What role does education research
play in this “post-truth” era?
By Annie Kidder, Executive Director, People for Education
“Children with strong self-regulation skills are able to ‘grab’ learning.”
“There is a strong connection between the quality of a 3 year-old’s pre-school and that same student’s social-emotional skills when they are 11.”
“These ethnic studies courses had an impact on student behaviour and academic outcomes.”
These are just some of the findings from a recent education research conference in Norway. At the 21st annual International Congress for School Effectiveness and Improvement (ICSEI), education experts from around the world shared research, described innovative programs, and shone a light on evidence about what makes a difference. The researchers looked at everything from early childhood education to the international crisis in educating refugees.

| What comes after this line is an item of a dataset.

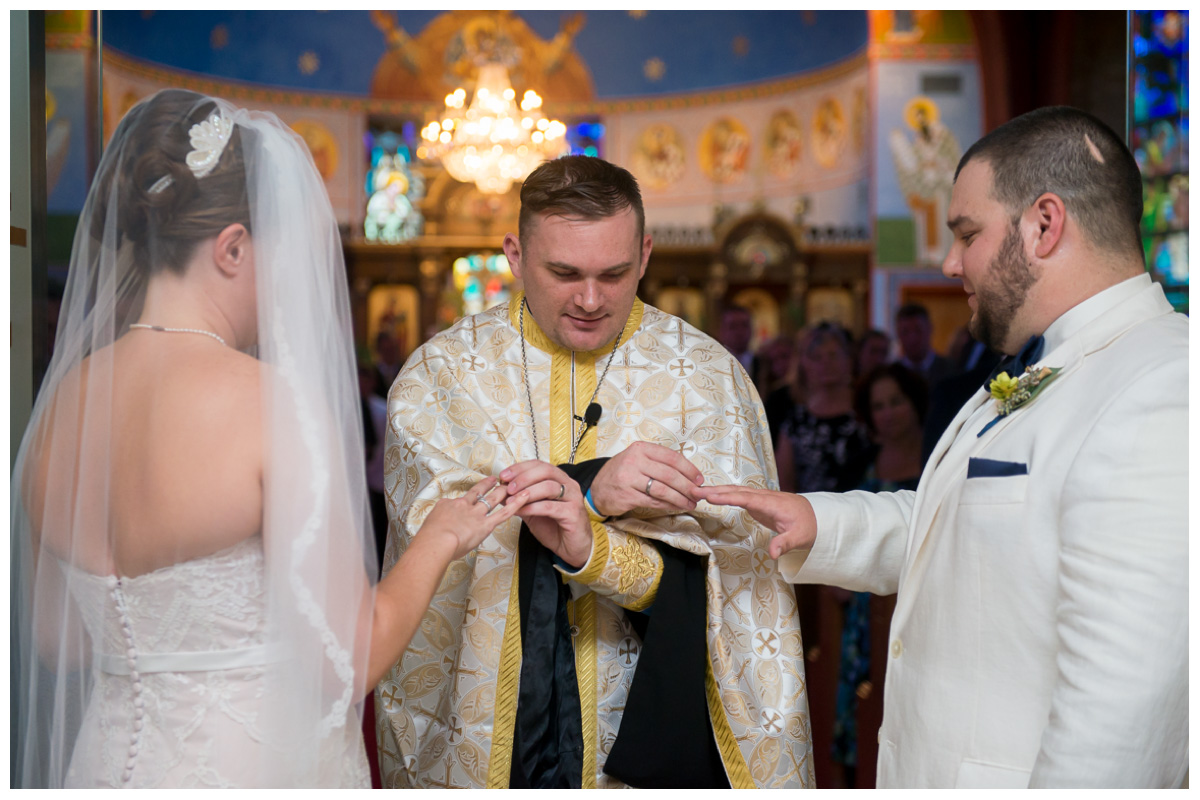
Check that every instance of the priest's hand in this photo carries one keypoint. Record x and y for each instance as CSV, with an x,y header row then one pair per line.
x,y
555,510
646,475
789,515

Here are some of the research highlights:
Paying attention to pre-school
A British study tracked 3000 children from pre-school through to graduation. Among the findings:
- Children who participated in early years education (3 and 4 year-olds) had higher English and mathematics results on exams given when students are 16, compared to students who did not pre-school.
- Children who attended high-quality pre-school programs were better at self-regulation, social behaviour and less inclined to hyperactivity.
- Children who experienced high-quality pre-school settings were more likely to follow an academic path at 16 years-old.
Professional collaboration is one of the keys to great schools
According to Amanda Datnow, “Data can be used for good or evil.”
Datnow is an expert in data use and collaboration. She says that “accountability-driven culture, focused on student test scores, tends to have a short-term time frame and excludes teacher and principal voices”, whereas true professional collaboration goes “well beyond these measures and include[s] teacher-created assessments, curriculum-embedded assessments, writing portfolios, results from student work with online instructional tools, and of course [teachers’] own observations of student learning.”
She describes Chavez Elementary School in San Diego where the teachers and principal create one-page documents to describe what collaboration, assessment, and data analysis “look like” at the school. According to the principal, “Every year we rip it apart” and revise it. The team comes back together to agree on the new framework and that “this is what we endorse, and we’re going to hold each other accountable for it.” Teachers are also provided with release time three times a year (above and beyond their monthly collaboration time) to work in teams (with one grade below and one grade above) to talk about every child in the school.
According to Datnow, there must be policy in place to recognize the importance of time for high-quality collaboration, and one of the jobs of principals is to protect that time. She says that when the collaboration is real, ongoing, and a community effort, it leads to equity and excellence for students and teachers.
The role of unions in supporting excellence in education
In 2014, the Alberta Teachers’ Association, the Norway Teachers’ Union, and the Ontario Teachers’ Federation established the Norcan Partnership – a collaboration among 9 schools from Alberta, Ontario, and Norway. The goal was to research ways to improve student learning in mathematics. The project was based on the idea of professional autonomy, and tested ideas about teacher and principal collaboration, as well as students’ participation in designing school policies. Teachers and students visited each other’s schools, learned from each other, and changed practices. The research found that the project built students’ leaderships skills, and improved both student engagement and success.
Is there a gap between evidence and policy in education?
It was heartening to listen to experts talk about research and describe projects from around the world that are improving students’ outcomes in everything from math, to citizenship, to social-emotional skills. But the question remains: does “the evidence” always translate into policy? And is it supported in schools on the ground?
There’s lots of scientific evidence about climate change, about eating healthy food, and about the cost-effectiveness of focusing on prevention and promotion in health. But politics can get in the way of enacting policy based on the evidence.
At academic conferences, participants often say “we know x or y”, but if we really do know, then why is it so hard to get the policy we need to support what the experts say makes a difference?
It’s time to do a better job connecting the dots between the academics, the people trying things on the ground, the policy-makers, the public, and the politicians.
If the public knew more about what works – about what the research shows – then we would know what changes to be asking for in our schools.